Irish hospitals now so overcrowded they breach safe occupancy limits, report finds

Irish hospitals now so overcrowded they breach safe occupancy limits, report finds

Hospitals are advised to stay under an 85% occupancy rate but in 2023, hospitals across Cork and Kerry ran at 87% occupancy for in-patients and 129.1% for day-wards in the HSE South-West region. File picture

Irish hospitals are now so overcrowded all of the HSE regions breach recommended safe occupancy limits, with the Economic and Social Research Institute (ESRI) saying up to 934 extra beds will be needed just for Cork and Kerry by 2040.

This new ESRI data fed into a review of emergency services published by Hiqa for the Mid-West counties this week.

Hospitals are advised to stay under an 85% occupancy rate. This avoids delays or staff burnout and leaves room for large emergencies. 

However, in 2023, hospitals across Cork and Kerry ran at 87% occupancy for in-patients and 129.1% for day-wards in the HSE South-West region.

In the Mid-West — Limerick, Clare and north Tipperary — the in-patient rate was 101.5% and day-patients at 88.8%.

A similar picture was found across the South-East, including Waterford, with in-patient occupancy at 94.9% and day beds 116.8% occupied.

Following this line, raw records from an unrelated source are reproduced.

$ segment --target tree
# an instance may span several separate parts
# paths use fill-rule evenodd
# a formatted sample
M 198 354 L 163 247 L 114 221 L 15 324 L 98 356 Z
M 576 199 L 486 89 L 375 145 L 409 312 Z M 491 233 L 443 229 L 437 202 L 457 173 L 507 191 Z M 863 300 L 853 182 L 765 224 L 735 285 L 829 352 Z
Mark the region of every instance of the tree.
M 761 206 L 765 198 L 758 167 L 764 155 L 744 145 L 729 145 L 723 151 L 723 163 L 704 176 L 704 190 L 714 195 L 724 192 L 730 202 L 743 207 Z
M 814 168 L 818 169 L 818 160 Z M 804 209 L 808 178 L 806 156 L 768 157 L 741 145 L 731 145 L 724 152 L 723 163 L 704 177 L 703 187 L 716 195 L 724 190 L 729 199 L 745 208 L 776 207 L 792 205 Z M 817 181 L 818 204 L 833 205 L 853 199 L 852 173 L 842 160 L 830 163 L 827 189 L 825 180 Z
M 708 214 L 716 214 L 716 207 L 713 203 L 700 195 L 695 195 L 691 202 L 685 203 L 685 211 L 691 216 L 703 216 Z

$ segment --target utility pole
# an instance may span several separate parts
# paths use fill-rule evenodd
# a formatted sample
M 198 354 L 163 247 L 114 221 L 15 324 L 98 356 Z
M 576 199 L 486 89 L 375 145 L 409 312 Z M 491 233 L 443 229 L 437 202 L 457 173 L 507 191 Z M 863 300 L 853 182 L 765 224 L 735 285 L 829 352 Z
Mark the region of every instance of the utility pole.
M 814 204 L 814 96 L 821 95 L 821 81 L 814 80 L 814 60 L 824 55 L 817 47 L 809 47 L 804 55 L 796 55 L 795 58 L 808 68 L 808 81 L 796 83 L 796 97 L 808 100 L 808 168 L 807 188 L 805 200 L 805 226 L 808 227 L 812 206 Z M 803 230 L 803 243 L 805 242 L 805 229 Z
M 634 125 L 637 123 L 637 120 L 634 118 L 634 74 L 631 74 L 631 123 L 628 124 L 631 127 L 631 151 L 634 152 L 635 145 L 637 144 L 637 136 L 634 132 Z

For this and other reasons, more hospital beds are needed by 2040, the ESRI said.

For Cork and Kerry, up to 934 extra beds, to include up to 123 for day patients and up to 811 for in-patient overnight beds, are needed.

In the Mid-West, up to 666 extra beds are needed, including up to 73 for day-care and 593 for inpatient care.

In Dublin South-East, up to 1,501 extra beds are needed by then. This could include up to 165 day patient beds and up to 1,336 in-patient beds.

The Hiqa review “vindicated” people who protested against the overcrowding for years, Marie McMahon said.

The Clare woman joined the Midwest Hospital Campaign after the death of her husband Tommy on a trolley after 36 hours in 2018. 

“For me on a personal level, it’s a vindication of everything we’ve been saying,” she said.

“The overall feeling is here we are now, we’ve been saying this for years and we’ve been ignored but finally we’re being heard.” 

She added: “The facts now stand beside what we’ve been saying. People have paid too high a price for this not to be done.” 

Hiqa offered three options. These included rapidly increasing hospital bed numbers, building an elective hospital near University Hospital Limerick, or building a new hospital with an emergency department in the region.

“It can’t be just Limerick, it has to take into consideration how far people have to travel already to get to UHL,” Ms McMahon said.

Health minister Jennifer Carroll MacNeill has committed to working on bed numbers and to reflect on the other options.